Potential utilization of waste glass powder as a precursor material in synthesizing ecofriendly ternary blended geopolymer matrix

The formulation of alkali activated-binders from numerous waste and industrial by-products is gaining popularity in concrete technology to reduce waste dumped into landfills. This study investigated the effects of incorporating varying proportions (25%–40%) of waste glass powder (WGP) into ground granulated blast furnace slag (GGBS) with constant proportion (10%) of metakaolin (MK) on the workability, mechanical and microstructural characterizations of ternary blended geopolymer binder. The fraction of alkaline activator solution/binder composition, sodium silicate solution to sodium hydroxide solution, and the concentration of sodium hydroxide solution used were 0.55, 2.5, and 2M–12M, respectively. The experimental results demonstrated that the optimum replacement percentage of WGP in ternary-based geopolymer concrete was observed to be 35%; subsequent increment in WGP substitution levels resulted in the progressive decrease in mechanical properties. Furthermore, the mineralogical (XRD) and microstructural (SEM-EDS) characterizations of the geopolymer samples revealed the formation of calcium silicate hydrate (C–S–H), calcium aluminate silicate hydrate (C-A-S-H), and sodium aluminate silicate hydrate (N-A-S-H) gels as the end reaction products.

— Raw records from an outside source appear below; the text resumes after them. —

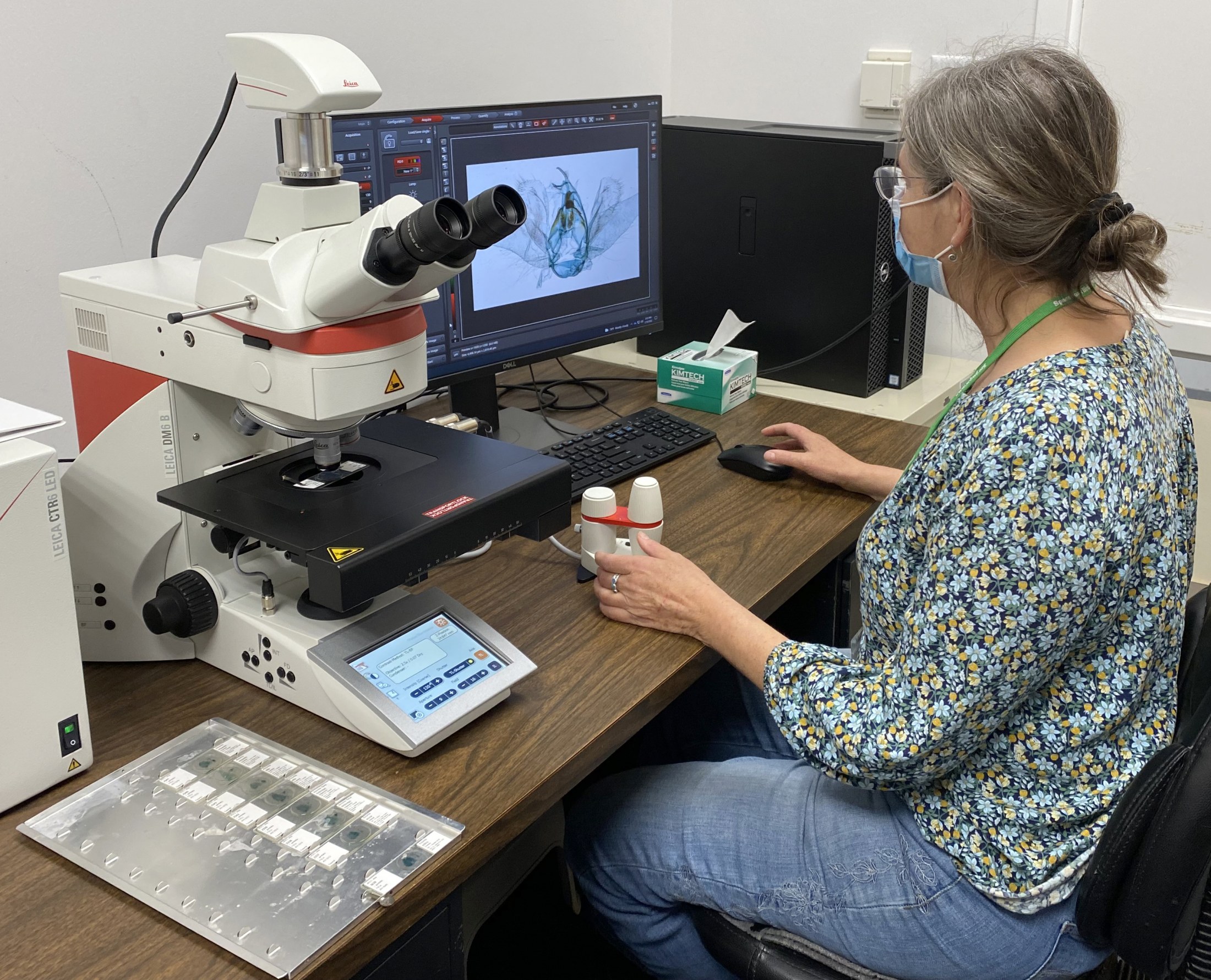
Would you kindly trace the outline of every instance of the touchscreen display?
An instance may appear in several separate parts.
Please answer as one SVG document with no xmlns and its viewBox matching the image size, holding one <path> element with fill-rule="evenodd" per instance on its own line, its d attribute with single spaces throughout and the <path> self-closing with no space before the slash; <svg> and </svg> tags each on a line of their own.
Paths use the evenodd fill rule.
<svg viewBox="0 0 1211 980">
<path fill-rule="evenodd" d="M 446 613 L 349 659 L 368 683 L 418 722 L 506 663 Z"/>
</svg>

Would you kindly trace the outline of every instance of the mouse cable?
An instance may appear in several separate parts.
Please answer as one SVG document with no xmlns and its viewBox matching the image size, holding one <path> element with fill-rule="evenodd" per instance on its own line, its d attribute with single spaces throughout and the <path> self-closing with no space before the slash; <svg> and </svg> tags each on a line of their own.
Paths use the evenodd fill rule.
<svg viewBox="0 0 1211 980">
<path fill-rule="evenodd" d="M 236 85 L 239 85 L 239 81 L 236 76 L 233 75 L 231 81 L 228 82 L 228 92 L 223 99 L 223 108 L 219 109 L 219 118 L 214 122 L 214 128 L 211 130 L 211 134 L 206 137 L 206 142 L 202 144 L 202 151 L 197 154 L 197 159 L 194 161 L 194 166 L 189 171 L 189 176 L 185 177 L 185 183 L 183 183 L 180 189 L 172 195 L 172 200 L 168 201 L 168 206 L 160 216 L 160 220 L 155 223 L 155 231 L 151 235 L 151 258 L 160 254 L 160 233 L 163 231 L 163 225 L 168 220 L 168 216 L 177 206 L 177 202 L 185 196 L 185 191 L 189 190 L 189 185 L 194 183 L 197 171 L 202 168 L 202 162 L 206 160 L 206 155 L 211 151 L 211 147 L 213 147 L 214 141 L 219 138 L 219 131 L 223 128 L 223 124 L 226 122 L 226 114 L 231 109 L 231 99 L 235 98 Z"/>
<path fill-rule="evenodd" d="M 769 378 L 770 374 L 776 374 L 780 371 L 786 371 L 788 367 L 798 367 L 799 365 L 807 363 L 808 361 L 815 360 L 816 357 L 820 357 L 820 356 L 827 354 L 830 350 L 832 350 L 838 344 L 844 344 L 850 337 L 853 337 L 862 327 L 865 327 L 867 323 L 869 323 L 876 316 L 878 316 L 880 313 L 885 313 L 891 306 L 893 303 L 895 303 L 901 296 L 905 294 L 905 291 L 911 285 L 912 285 L 912 280 L 905 280 L 903 286 L 901 286 L 899 290 L 896 290 L 894 293 L 891 293 L 891 296 L 889 296 L 886 299 L 884 299 L 878 306 L 876 306 L 873 310 L 871 310 L 869 315 L 866 316 L 865 319 L 862 319 L 861 321 L 859 321 L 859 323 L 853 329 L 850 329 L 846 333 L 843 333 L 840 337 L 838 337 L 832 343 L 825 344 L 822 348 L 820 348 L 819 350 L 811 351 L 811 354 L 807 355 L 805 357 L 796 357 L 793 361 L 787 361 L 785 365 L 779 365 L 777 367 L 768 367 L 764 371 L 758 369 L 757 371 L 757 377 L 758 378 Z"/>
</svg>

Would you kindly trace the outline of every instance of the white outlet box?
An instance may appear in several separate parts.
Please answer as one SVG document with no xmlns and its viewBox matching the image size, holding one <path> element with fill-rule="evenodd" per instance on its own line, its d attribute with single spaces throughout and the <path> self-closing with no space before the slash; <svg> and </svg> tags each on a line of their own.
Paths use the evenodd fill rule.
<svg viewBox="0 0 1211 980">
<path fill-rule="evenodd" d="M 911 51 L 867 51 L 857 104 L 867 116 L 888 118 L 900 111 L 912 76 Z"/>
</svg>

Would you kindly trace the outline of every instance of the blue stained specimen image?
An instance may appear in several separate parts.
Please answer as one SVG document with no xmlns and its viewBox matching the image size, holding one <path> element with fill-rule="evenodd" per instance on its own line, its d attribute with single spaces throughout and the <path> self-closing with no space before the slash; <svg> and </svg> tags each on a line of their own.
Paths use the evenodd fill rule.
<svg viewBox="0 0 1211 980">
<path fill-rule="evenodd" d="M 467 191 L 510 184 L 526 224 L 472 267 L 475 306 L 635 279 L 639 275 L 638 150 L 472 164 Z"/>
</svg>

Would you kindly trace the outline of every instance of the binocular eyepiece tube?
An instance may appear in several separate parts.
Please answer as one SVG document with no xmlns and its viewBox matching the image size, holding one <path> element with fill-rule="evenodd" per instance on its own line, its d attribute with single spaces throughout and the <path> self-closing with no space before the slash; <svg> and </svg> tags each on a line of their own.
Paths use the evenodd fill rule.
<svg viewBox="0 0 1211 980">
<path fill-rule="evenodd" d="M 438 197 L 394 229 L 378 229 L 366 250 L 366 271 L 389 286 L 406 286 L 421 265 L 441 262 L 470 233 L 466 208 L 453 197 Z"/>
<path fill-rule="evenodd" d="M 522 195 L 507 184 L 476 194 L 466 202 L 466 213 L 471 218 L 471 234 L 442 259 L 447 265 L 461 264 L 477 250 L 495 245 L 526 224 Z"/>
<path fill-rule="evenodd" d="M 394 229 L 371 240 L 366 271 L 389 286 L 404 286 L 421 265 L 464 264 L 480 248 L 495 245 L 526 222 L 526 204 L 506 184 L 477 194 L 466 206 L 438 197 L 413 211 Z"/>
</svg>

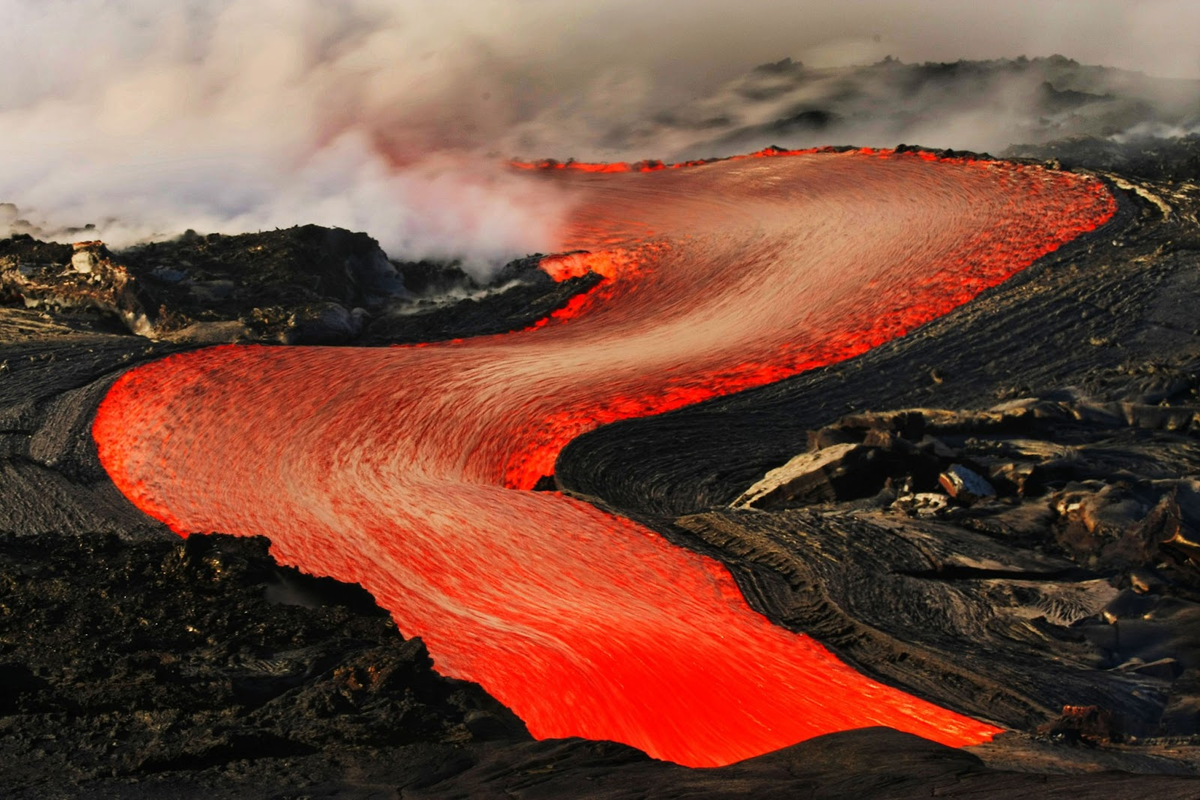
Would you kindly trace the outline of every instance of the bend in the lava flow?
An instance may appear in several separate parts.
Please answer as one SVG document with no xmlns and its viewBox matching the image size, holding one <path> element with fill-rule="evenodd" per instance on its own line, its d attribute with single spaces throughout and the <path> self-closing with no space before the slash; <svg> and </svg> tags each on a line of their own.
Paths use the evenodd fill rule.
<svg viewBox="0 0 1200 800">
<path fill-rule="evenodd" d="M 540 738 L 716 765 L 890 726 L 990 724 L 869 680 L 752 612 L 715 561 L 527 491 L 605 422 L 762 385 L 901 336 L 1103 224 L 1096 180 L 923 154 L 539 170 L 581 198 L 546 264 L 606 279 L 505 336 L 383 349 L 223 347 L 124 375 L 94 434 L 181 534 L 260 534 L 361 583 L 438 669 Z"/>
</svg>

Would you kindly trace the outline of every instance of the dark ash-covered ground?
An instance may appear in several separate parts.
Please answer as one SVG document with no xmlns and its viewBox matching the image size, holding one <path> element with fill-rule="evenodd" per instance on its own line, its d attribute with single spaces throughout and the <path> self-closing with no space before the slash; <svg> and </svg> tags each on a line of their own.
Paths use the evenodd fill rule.
<svg viewBox="0 0 1200 800">
<path fill-rule="evenodd" d="M 480 287 L 317 228 L 0 242 L 0 789 L 1200 795 L 1189 180 L 1116 179 L 1116 222 L 905 339 L 563 453 L 560 488 L 725 560 L 778 622 L 1014 730 L 972 752 L 851 732 L 721 770 L 532 741 L 361 591 L 277 567 L 262 540 L 180 541 L 92 450 L 112 380 L 179 348 L 511 330 L 589 282 L 518 263 Z"/>
</svg>

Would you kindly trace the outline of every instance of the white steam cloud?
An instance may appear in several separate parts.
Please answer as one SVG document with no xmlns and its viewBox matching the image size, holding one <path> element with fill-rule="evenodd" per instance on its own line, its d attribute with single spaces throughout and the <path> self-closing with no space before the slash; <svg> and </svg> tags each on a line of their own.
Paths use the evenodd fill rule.
<svg viewBox="0 0 1200 800">
<path fill-rule="evenodd" d="M 1200 77 L 1200 6 L 1184 0 L 0 0 L 0 201 L 31 222 L 95 223 L 116 246 L 316 222 L 366 230 L 396 258 L 479 269 L 552 249 L 570 207 L 506 157 L 671 157 L 720 142 L 660 112 L 707 114 L 728 97 L 742 116 L 730 130 L 768 122 L 776 109 L 732 98 L 756 64 L 1058 52 Z M 976 146 L 989 109 L 929 130 Z"/>
</svg>

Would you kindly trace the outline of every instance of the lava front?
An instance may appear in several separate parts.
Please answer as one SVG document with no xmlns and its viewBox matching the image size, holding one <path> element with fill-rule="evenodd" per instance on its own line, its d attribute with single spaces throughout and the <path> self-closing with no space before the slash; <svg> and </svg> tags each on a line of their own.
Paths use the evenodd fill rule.
<svg viewBox="0 0 1200 800">
<path fill-rule="evenodd" d="M 727 764 L 890 726 L 996 728 L 869 680 L 751 610 L 724 566 L 534 493 L 572 438 L 844 360 L 1103 224 L 1096 180 L 874 151 L 534 169 L 606 279 L 528 330 L 380 349 L 221 347 L 126 373 L 94 435 L 180 534 L 264 535 L 367 588 L 437 668 L 539 738 Z M 814 558 L 817 558 L 814 555 Z"/>
</svg>

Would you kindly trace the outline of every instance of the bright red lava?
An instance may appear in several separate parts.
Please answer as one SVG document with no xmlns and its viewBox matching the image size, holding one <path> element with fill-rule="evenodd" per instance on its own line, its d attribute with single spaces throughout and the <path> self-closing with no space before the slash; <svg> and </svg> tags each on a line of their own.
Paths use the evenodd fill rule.
<svg viewBox="0 0 1200 800">
<path fill-rule="evenodd" d="M 588 295 L 505 336 L 139 367 L 100 409 L 101 459 L 181 534 L 262 534 L 282 561 L 362 584 L 539 738 L 695 766 L 875 724 L 984 741 L 997 728 L 768 622 L 716 561 L 514 491 L 584 431 L 863 353 L 1115 210 L 1097 180 L 1034 167 L 791 156 L 541 170 L 583 198 L 563 248 L 590 251 L 545 269 L 601 271 Z"/>
</svg>

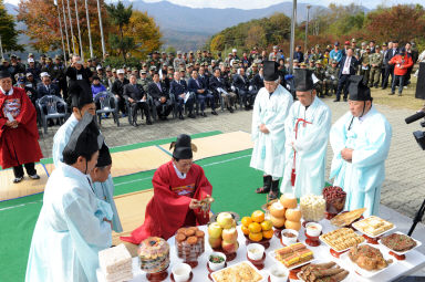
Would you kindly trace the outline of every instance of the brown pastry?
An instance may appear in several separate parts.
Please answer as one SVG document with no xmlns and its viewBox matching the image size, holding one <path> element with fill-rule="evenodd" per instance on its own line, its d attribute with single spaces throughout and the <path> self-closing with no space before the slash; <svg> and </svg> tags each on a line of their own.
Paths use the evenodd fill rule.
<svg viewBox="0 0 425 282">
<path fill-rule="evenodd" d="M 185 236 L 186 237 L 190 237 L 190 236 L 194 236 L 195 234 L 195 231 L 194 230 L 191 230 L 191 229 L 186 229 L 186 231 L 185 231 Z"/>
<path fill-rule="evenodd" d="M 195 236 L 196 236 L 197 238 L 204 238 L 204 237 L 205 237 L 205 232 L 198 230 L 198 231 L 196 231 Z"/>
</svg>

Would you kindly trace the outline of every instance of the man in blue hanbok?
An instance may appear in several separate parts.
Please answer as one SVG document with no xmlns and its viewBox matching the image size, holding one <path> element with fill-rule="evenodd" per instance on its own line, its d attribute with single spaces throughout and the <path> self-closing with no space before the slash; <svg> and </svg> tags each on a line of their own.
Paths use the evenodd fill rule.
<svg viewBox="0 0 425 282">
<path fill-rule="evenodd" d="M 372 105 L 371 90 L 362 77 L 350 79 L 350 112 L 331 128 L 334 156 L 330 178 L 346 192 L 346 210 L 364 207 L 364 215 L 371 216 L 379 213 L 392 128 Z"/>
<path fill-rule="evenodd" d="M 269 200 L 279 196 L 279 178 L 284 167 L 284 119 L 293 98 L 280 85 L 279 64 L 263 64 L 265 87 L 256 97 L 251 139 L 255 142 L 250 166 L 263 173 L 263 186 L 256 192 L 268 192 Z"/>
<path fill-rule="evenodd" d="M 100 200 L 89 174 L 103 136 L 90 114 L 75 126 L 63 163 L 50 176 L 27 267 L 28 282 L 97 281 L 97 253 L 112 244 L 112 210 Z"/>
<path fill-rule="evenodd" d="M 93 96 L 91 94 L 90 87 L 84 84 L 74 82 L 70 86 L 70 95 L 72 96 L 72 115 L 68 118 L 56 132 L 53 138 L 53 163 L 58 167 L 60 163 L 63 161 L 62 152 L 70 139 L 71 133 L 79 123 L 79 121 L 84 116 L 85 113 L 95 115 L 96 106 L 93 102 Z M 123 228 L 121 226 L 118 211 L 116 210 L 114 201 L 114 182 L 111 175 L 108 175 L 105 181 L 94 181 L 93 188 L 96 196 L 100 199 L 105 200 L 111 205 L 111 208 L 114 212 L 112 220 L 113 230 L 115 232 L 122 232 Z"/>
<path fill-rule="evenodd" d="M 322 194 L 331 111 L 315 96 L 310 70 L 294 70 L 294 83 L 298 101 L 284 122 L 286 165 L 280 191 L 300 198 Z"/>
</svg>

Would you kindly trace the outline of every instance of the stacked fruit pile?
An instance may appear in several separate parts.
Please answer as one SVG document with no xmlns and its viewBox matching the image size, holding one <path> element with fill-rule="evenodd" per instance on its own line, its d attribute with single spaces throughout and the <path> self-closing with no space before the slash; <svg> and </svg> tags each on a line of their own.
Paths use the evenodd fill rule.
<svg viewBox="0 0 425 282">
<path fill-rule="evenodd" d="M 256 210 L 250 217 L 243 217 L 241 222 L 243 234 L 251 241 L 259 242 L 273 237 L 273 224 L 265 219 L 265 212 L 261 210 Z"/>
<path fill-rule="evenodd" d="M 212 249 L 222 249 L 226 253 L 234 253 L 238 250 L 238 231 L 236 221 L 229 212 L 220 212 L 217 222 L 208 227 L 208 242 Z"/>
</svg>

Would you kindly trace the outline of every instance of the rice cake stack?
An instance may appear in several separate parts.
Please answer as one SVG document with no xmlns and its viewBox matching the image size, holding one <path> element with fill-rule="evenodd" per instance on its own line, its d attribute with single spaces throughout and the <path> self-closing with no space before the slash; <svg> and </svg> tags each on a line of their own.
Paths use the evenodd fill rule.
<svg viewBox="0 0 425 282">
<path fill-rule="evenodd" d="M 107 282 L 122 282 L 133 279 L 132 255 L 124 244 L 99 252 L 99 264 Z"/>
</svg>

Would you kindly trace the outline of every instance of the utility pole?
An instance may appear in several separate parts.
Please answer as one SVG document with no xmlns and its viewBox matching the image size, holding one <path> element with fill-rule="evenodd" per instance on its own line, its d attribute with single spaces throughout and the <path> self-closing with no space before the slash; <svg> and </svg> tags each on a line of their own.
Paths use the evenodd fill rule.
<svg viewBox="0 0 425 282">
<path fill-rule="evenodd" d="M 76 29 L 79 30 L 80 55 L 81 55 L 81 60 L 84 61 L 83 42 L 81 41 L 81 31 L 80 31 L 79 6 L 77 6 L 77 3 L 76 3 L 76 0 L 74 0 L 74 3 L 75 3 Z"/>
<path fill-rule="evenodd" d="M 58 8 L 58 20 L 59 20 L 59 29 L 61 30 L 62 52 L 63 52 L 63 59 L 65 61 L 65 66 L 66 66 L 66 52 L 65 52 L 65 42 L 63 41 L 61 11 L 59 10 L 59 4 L 56 0 L 54 0 L 54 6 Z"/>
<path fill-rule="evenodd" d="M 72 20 L 71 20 L 71 8 L 70 8 L 70 0 L 66 0 L 68 3 L 68 19 L 70 20 L 70 28 L 71 28 L 71 40 L 72 40 L 72 52 L 75 54 L 75 40 L 74 40 L 74 30 L 72 28 Z"/>
<path fill-rule="evenodd" d="M 65 12 L 65 6 L 63 4 L 63 1 L 64 0 L 62 0 L 62 13 L 63 13 L 63 22 L 65 23 L 65 35 L 66 35 L 68 55 L 71 55 L 70 39 L 69 39 L 69 34 L 68 34 L 66 12 Z"/>
<path fill-rule="evenodd" d="M 293 73 L 293 51 L 296 49 L 297 0 L 292 0 L 291 44 L 289 50 L 289 69 Z"/>
<path fill-rule="evenodd" d="M 101 1 L 97 0 L 97 12 L 99 12 L 99 27 L 101 28 L 101 40 L 102 40 L 102 54 L 103 54 L 103 60 L 105 60 L 105 38 L 103 36 L 103 25 L 102 25 L 102 12 L 101 12 Z"/>
<path fill-rule="evenodd" d="M 90 31 L 90 17 L 89 17 L 87 0 L 84 0 L 84 2 L 85 2 L 85 17 L 87 18 L 90 58 L 93 58 L 92 32 Z"/>
<path fill-rule="evenodd" d="M 304 42 L 304 53 L 307 52 L 307 43 L 309 41 L 309 20 L 310 20 L 310 8 L 311 4 L 307 6 L 307 22 L 305 22 L 305 42 Z"/>
</svg>

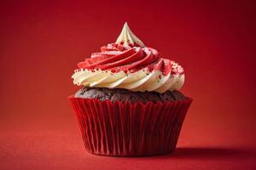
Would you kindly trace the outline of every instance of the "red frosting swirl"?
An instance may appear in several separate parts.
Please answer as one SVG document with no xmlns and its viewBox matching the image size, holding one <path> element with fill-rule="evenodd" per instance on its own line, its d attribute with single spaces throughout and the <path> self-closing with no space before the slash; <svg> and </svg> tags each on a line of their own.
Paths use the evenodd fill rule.
<svg viewBox="0 0 256 170">
<path fill-rule="evenodd" d="M 149 71 L 160 71 L 163 75 L 183 74 L 183 69 L 174 61 L 160 58 L 158 51 L 151 48 L 142 48 L 136 44 L 124 46 L 110 43 L 94 53 L 91 58 L 78 64 L 79 68 L 87 70 L 108 70 L 112 72 L 135 72 L 148 68 Z"/>
</svg>

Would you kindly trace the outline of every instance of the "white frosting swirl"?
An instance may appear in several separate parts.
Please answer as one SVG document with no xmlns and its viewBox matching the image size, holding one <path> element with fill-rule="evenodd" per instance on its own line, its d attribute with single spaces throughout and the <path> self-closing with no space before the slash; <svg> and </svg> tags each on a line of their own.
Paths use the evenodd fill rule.
<svg viewBox="0 0 256 170">
<path fill-rule="evenodd" d="M 128 26 L 127 22 L 125 23 L 123 30 L 115 42 L 116 43 L 124 43 L 125 46 L 129 46 L 129 44 L 136 43 L 140 47 L 145 47 L 143 42 L 137 37 L 134 33 L 131 31 Z"/>
<path fill-rule="evenodd" d="M 114 44 L 102 47 L 100 53 L 92 54 L 78 66 L 72 77 L 79 86 L 162 94 L 178 90 L 184 83 L 182 66 L 145 47 L 127 23 Z"/>
<path fill-rule="evenodd" d="M 155 91 L 164 93 L 167 90 L 178 90 L 184 82 L 184 74 L 164 76 L 161 71 L 150 72 L 147 68 L 134 73 L 110 71 L 76 70 L 72 76 L 73 83 L 84 87 L 108 88 L 125 88 L 131 91 Z"/>
</svg>

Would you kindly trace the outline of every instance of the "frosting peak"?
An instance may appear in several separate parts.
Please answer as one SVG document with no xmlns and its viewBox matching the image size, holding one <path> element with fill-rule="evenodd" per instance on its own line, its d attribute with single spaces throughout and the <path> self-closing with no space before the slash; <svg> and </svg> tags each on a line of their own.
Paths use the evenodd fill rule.
<svg viewBox="0 0 256 170">
<path fill-rule="evenodd" d="M 131 31 L 127 22 L 125 23 L 122 31 L 117 38 L 115 43 L 124 44 L 124 46 L 137 44 L 143 48 L 145 47 L 143 42 Z"/>
</svg>

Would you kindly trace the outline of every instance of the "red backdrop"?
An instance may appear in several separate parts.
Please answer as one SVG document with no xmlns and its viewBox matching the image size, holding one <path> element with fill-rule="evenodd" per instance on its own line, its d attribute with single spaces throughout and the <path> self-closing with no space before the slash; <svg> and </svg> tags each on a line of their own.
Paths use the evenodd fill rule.
<svg viewBox="0 0 256 170">
<path fill-rule="evenodd" d="M 255 14 L 249 1 L 1 1 L 0 169 L 255 167 Z M 174 155 L 84 150 L 70 76 L 125 21 L 185 69 L 194 103 Z"/>
</svg>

Consequently, this study developed an Artificial Neural Network (ANN) framework to assess the workability and mechanical properties of ternary blended geopolymer binder employing WGP replacement levels and varying concentrations of sodium hydroxide solution as input parameters. The findings revealed that the ANN framework could be an efficient approach for predicting the workability and mechanical properties of the ternary-based geopolymer matrix.